AI App Usage Surged Nearly 1,000% in 2025

One of the most striking findings in the report has nothing to do with crashes — it's about the explosion of AI tool adoption inside organizations. AI assistant app usage grew nearly 1,000% in 2025 across all major operating systems. That's not a typo. And the critical detail is that much of this growth is happening outside IT governance, as employees bring their own preferred tools into daily workflows without formal approval or oversight.

Copilot, ChatGPT, and Gemini Dominate Enterprise Devices

The report's data on specific AI tools is revealing. Copilot was deployed on 97.5% of enterprise-managed mobile devices across both iOS and Android — a sign of how aggressively Microsoft has pushed its AI assistant into the enterprise stack. But employees aren't just using what IT gives them. ChatGPT was found installed on 91% of enterprise-managed iOS systems, and Gemini on 61% of enterprise-managed Android systems — both employee-installed, both operating largely outside formal IT governance structures.

This creates what Omnissa calls a "shadow perimeter" — a growing blind spot where the tools employees actually rely on diverge from the ones IT teams have visibility into and control over.

Security Hygiene: Regulated Industries Are Falling Behind

Healthcare, Pharma, and Education Ranked Lowest for Compliance

You'd expect the most heavily regulated industries to have the tightest security posture. The data suggests the opposite. Omnissa found that healthcare, pharma, and education ranked lowest in maintaining device updates and ensuring data encryption — the two most basic pillars of endpoint security hygiene.

Specifically, more than 50% of Windows and Android devices in healthcare and pharma were five major OS updates behind. Five. That's not a patch or two — that's a significant exposure window. And in education, more than 50% of desktops and mobile devices were unencrypted, meaning sensitive data sits on devices with essentially no protection if those devices are lost or compromised.

These aren't edge cases. They represent systemic compliance gaps that create serious risk for organizations that, by definition, handle some of the most sensitive data in existence.

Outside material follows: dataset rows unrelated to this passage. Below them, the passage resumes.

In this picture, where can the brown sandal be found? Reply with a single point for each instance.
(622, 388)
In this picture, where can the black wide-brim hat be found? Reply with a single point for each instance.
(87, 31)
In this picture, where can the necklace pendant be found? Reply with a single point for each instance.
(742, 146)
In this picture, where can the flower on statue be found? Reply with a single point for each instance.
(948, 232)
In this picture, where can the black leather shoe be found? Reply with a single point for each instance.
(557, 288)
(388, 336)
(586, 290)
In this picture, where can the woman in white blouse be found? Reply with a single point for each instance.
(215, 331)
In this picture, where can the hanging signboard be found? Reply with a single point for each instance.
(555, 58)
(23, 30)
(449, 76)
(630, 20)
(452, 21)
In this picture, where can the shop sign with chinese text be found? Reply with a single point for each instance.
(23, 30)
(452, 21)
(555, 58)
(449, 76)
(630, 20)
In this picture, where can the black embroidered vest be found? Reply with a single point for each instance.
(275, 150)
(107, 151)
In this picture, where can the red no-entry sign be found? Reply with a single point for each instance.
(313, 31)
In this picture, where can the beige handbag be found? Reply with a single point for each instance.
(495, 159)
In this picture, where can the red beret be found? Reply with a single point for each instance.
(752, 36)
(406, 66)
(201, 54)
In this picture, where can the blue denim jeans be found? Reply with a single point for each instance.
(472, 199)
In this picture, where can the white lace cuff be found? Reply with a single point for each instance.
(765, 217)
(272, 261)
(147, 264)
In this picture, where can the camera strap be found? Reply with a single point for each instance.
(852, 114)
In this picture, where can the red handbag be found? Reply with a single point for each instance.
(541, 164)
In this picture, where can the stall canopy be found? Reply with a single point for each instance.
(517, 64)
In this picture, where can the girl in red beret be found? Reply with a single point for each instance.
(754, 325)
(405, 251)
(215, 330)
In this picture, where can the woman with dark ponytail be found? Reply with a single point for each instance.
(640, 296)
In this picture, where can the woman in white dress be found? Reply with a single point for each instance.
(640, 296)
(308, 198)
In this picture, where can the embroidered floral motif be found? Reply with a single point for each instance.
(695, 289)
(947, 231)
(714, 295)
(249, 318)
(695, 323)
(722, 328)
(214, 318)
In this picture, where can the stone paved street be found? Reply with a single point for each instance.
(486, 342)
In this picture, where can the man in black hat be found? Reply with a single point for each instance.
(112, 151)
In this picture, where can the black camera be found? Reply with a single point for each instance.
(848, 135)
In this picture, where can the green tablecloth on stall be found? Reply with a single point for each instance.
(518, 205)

Device Lifecycles and Total Cost of Ownership

Macs as Six-Year Assets, Windows PCs as Three-Year Assets

The report also surfaces an interesting economic reality around device lifecycle planning. Organizations purchasing Macs are effectively treating them as six-year assets, while those purchasing Windows PCs are working with a three-year asset lifespan. That difference has real implications for total cost of ownership calculations — a longer-lived device spreads its upfront cost over more years of productive use.

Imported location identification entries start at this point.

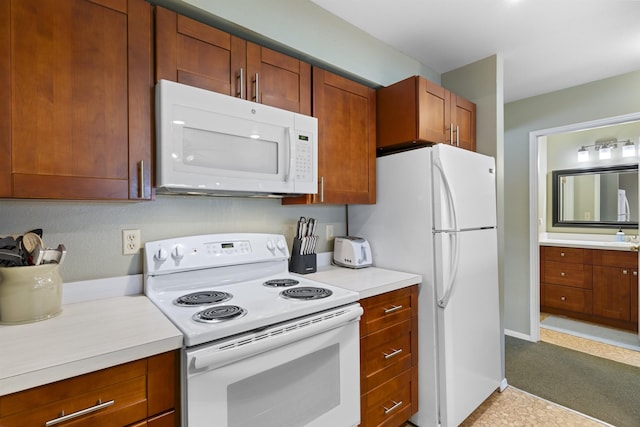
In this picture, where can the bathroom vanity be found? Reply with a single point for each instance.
(590, 283)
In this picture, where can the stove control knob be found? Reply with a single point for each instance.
(177, 252)
(270, 245)
(161, 255)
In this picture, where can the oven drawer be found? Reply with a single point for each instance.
(383, 310)
(113, 396)
(389, 404)
(385, 354)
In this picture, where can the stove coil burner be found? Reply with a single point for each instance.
(281, 283)
(220, 313)
(202, 298)
(306, 293)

Windows Dominates Government, Android Leads Frontline Verticals

Not every industry is moving in the same direction. Government environments continue to lean heavily on Windows desktop platforms, with the report noting 2x desktop growth in government over the past year. On the other end of the spectrum, frontline-heavy sectors like retail and wholesale show a clear concentration of ruggedized Android devices, which account for 34% of Android devices in those verticals. Transportation environments show a strong preference for iPad Mini, which represents 53% of all iPads in that sector.

Methodology

The research draws on anonymized and aggregated telemetry data collected from millions of enterprise endpoints between January and December 2025. The dataset spans enterprise environments globally, covering more than 17 industries including high tech, retail, healthcare, financial services, education, and government. Telemetry signals were derived from device, application, and system activity across supported endpoints and operating systems, with all data analyzed in aggregate to surface trends across the digital workspace.